In the 2011 general election, the pro-Thaksin Pheu Thai Party won a landslide victory over the Democrat Party once again. Thaksin's youngest sister Ms.Yingluck Shinawatra succeeded Mr.Abhisit Vejjajiva as the Prime Minister of the Kingdom. Elected in July, the Government - led by the Pheu Thai Party - began its administration in late August. No sooner had Yingluck come into office than she found that some parts of the country had already been flooded; furthermore, many of the rest were soon going to be inundated. From 25 July 2011 to 16 January 2012, Thailand confronted the historic flood covering 65 out of the Kingdom's 77 provinces. As of December 2011, according to the World Bank, the total damages and loss were reported to stand at THB1.425 trillion (USD45.7 billion approx.).
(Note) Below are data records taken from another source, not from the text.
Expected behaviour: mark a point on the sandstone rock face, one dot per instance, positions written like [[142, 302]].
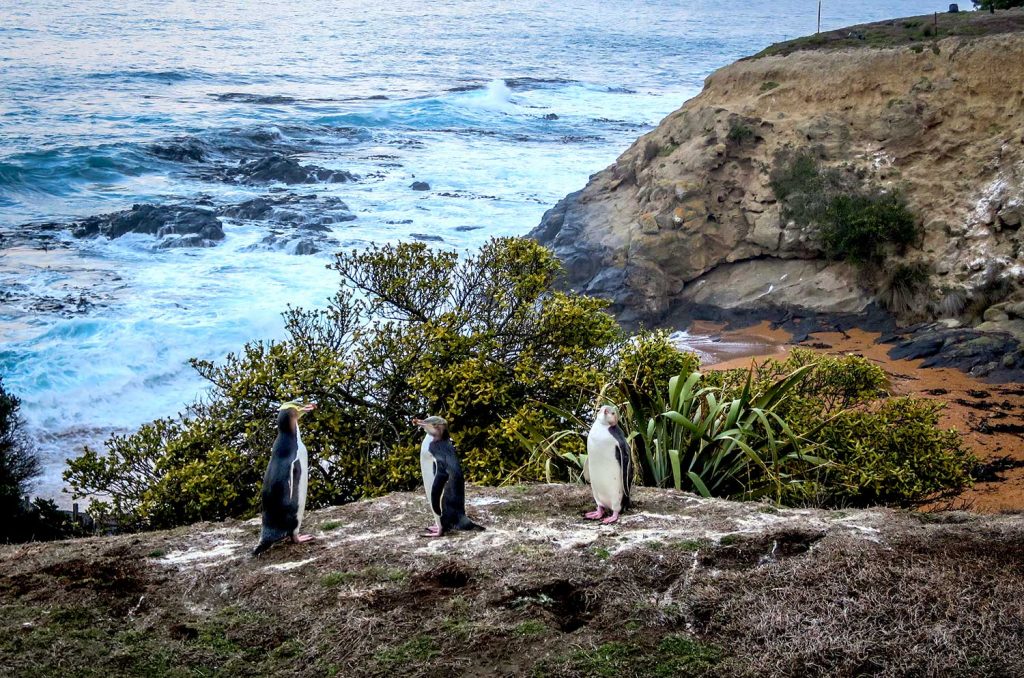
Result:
[[687, 215]]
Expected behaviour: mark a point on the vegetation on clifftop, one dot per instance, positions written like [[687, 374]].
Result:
[[22, 520], [481, 340], [485, 341], [913, 32]]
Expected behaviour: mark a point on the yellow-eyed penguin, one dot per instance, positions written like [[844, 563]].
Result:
[[442, 479], [608, 465], [286, 480]]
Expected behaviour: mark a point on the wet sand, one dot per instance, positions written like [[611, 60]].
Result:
[[989, 416]]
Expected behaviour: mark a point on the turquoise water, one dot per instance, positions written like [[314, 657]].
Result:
[[502, 107]]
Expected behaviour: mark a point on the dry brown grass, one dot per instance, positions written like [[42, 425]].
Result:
[[682, 587]]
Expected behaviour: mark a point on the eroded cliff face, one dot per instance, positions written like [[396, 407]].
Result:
[[686, 220]]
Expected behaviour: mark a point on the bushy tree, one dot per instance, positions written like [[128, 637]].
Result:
[[22, 520], [855, 221], [482, 340], [18, 464]]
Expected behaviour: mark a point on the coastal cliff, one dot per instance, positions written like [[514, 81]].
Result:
[[686, 222]]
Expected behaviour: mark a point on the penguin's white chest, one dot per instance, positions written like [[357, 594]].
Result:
[[427, 467], [302, 458], [605, 472]]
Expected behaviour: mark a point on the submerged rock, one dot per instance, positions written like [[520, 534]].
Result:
[[291, 209], [280, 169], [991, 354], [177, 225]]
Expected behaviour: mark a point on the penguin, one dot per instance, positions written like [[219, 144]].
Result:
[[442, 479], [286, 480], [608, 466]]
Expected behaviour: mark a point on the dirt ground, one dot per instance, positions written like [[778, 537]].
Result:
[[989, 416], [681, 586]]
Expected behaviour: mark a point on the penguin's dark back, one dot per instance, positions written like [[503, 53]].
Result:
[[279, 509]]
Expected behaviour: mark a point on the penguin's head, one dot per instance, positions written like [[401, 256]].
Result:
[[289, 413], [608, 415], [435, 426]]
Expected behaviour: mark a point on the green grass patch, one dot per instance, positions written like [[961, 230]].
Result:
[[689, 545], [679, 655], [331, 580], [420, 648], [530, 628]]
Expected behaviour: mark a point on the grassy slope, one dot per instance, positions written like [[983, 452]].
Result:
[[682, 587], [919, 32]]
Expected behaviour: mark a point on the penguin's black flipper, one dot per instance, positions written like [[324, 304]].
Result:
[[268, 538], [437, 490], [625, 458]]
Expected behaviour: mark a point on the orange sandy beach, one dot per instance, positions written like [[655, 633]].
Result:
[[989, 416]]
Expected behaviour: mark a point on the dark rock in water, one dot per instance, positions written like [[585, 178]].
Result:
[[200, 226], [285, 170], [294, 243], [293, 210], [561, 229], [179, 150], [996, 355], [302, 223], [244, 97], [305, 247]]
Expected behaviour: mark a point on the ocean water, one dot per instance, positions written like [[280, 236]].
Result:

As a result, the GDP growth rate of 2011 fell sharply to 0.1 percent - with a contraction of 8.9 percent (YoY) in the last quarter (Q4/ 2011) alone. Even worse, the country's overall ranking of competitiveness, according to the IMD World Competitiveness Scoreboard 2012, fell from the 27th in 2011 to the 30th in 2012.

In 2012, Thailand is in a recovery period from last year's historic flood. The Yingluck Government has planned to develop the entire infrastructure of the Kingdom - ranging from the long-term water management system to logistics. The Thai GDP is expected to grow in the range of 5.5-6.0 percent this year. The Eurozone Crisis is reported to harm the Thai economic growth in 2012 as it badly affects the country's export both directly and indirectly. In the first to the third quarters of 2012 (Q1-Q3/ 2012), the country's GDP growth rate has already gone up to 0.4 percent (YoY), 4.4 percent (YoY), and 3.0 percent (YoY), respectively.